We are saved IN Christ, not merely BY Christ. To be saved IN Christ means to secure the fellowship with God that was brought about by the Son’s taking on a human nature in the Incarnation. We are saved in Christ’s human nature, and that human nature is the means by which we have the ability to be in eternal unity/fellowship with God. Christ, in this way, remains the one mediator between God and humanity by acting as that point of unity. As we are united to Christ in salvation, we also become united with God because Christ is both human and divine. Christ’s dual nature is the means by which humanity can have fellowship with God for all eternity! This becomes fully realized only after we ourselves are resurrected from the dead, just as Christ was.

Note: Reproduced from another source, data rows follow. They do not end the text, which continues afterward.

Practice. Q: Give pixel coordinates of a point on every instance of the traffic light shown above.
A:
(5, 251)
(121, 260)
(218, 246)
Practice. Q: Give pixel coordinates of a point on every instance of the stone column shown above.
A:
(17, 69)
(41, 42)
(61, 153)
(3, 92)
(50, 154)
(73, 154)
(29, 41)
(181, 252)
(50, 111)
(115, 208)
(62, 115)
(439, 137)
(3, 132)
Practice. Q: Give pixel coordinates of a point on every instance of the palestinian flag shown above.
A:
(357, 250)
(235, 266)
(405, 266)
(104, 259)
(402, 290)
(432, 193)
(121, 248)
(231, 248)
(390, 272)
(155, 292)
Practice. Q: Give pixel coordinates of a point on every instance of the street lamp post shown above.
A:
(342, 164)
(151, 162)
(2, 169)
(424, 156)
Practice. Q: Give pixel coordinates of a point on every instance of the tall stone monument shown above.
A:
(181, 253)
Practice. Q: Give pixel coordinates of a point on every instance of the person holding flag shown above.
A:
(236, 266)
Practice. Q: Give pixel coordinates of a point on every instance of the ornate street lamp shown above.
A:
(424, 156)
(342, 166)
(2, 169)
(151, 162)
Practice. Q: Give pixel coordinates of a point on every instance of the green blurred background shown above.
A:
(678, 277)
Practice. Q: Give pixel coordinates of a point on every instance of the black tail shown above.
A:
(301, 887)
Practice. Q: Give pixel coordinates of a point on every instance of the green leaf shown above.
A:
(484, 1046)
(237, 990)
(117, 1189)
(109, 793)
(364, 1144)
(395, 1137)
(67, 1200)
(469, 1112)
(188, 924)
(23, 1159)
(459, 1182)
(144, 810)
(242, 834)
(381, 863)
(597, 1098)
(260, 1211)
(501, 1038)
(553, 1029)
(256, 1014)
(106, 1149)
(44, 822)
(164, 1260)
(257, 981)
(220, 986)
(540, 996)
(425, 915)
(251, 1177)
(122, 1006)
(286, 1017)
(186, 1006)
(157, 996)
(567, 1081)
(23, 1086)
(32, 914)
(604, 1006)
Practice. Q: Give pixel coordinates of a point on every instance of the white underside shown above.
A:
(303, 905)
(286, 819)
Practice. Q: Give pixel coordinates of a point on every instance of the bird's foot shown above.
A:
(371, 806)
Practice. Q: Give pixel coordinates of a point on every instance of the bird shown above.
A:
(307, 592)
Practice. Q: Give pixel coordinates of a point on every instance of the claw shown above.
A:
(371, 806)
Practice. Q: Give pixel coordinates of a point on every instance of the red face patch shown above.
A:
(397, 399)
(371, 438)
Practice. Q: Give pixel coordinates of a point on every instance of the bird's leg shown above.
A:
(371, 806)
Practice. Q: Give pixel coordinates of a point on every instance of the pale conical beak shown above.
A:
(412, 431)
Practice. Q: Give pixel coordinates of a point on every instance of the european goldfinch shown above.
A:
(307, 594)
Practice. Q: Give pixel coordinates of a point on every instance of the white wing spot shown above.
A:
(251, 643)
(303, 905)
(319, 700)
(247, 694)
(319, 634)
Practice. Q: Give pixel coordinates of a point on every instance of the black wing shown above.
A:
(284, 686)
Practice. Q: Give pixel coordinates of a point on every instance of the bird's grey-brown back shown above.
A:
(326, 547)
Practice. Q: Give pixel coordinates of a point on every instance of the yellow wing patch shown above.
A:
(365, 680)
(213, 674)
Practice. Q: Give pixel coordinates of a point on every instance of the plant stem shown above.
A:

So far, I have presented a bunch of scrambled statements and ideas in an attempt to redirect our minds to the meaning of salvation. The debate about whether the Son retains his human nature is an important one, because one’s answer to this question reveals their underlying view of salvation: whether it is merely God wiping our slate and declaring us righteous, or whether it is God providing the opportunity for unity with Godself for all humanity in a fellowship of love. For real human fellowship with God in eternity, The Son must retain his human nature as it is the means by which our fellowship with God is enabled. Though you may not care about the debate we had in “The Theology House,” a significant point of clarity came out through it, and that was the underlying meaning of salvation as eternal fellowship with God.
Though one day I will be much more clear and organized, I felt the need to briefly get out some thoughts in order to help facilitate discussion about what it means to be saved. There will definitely be more to come!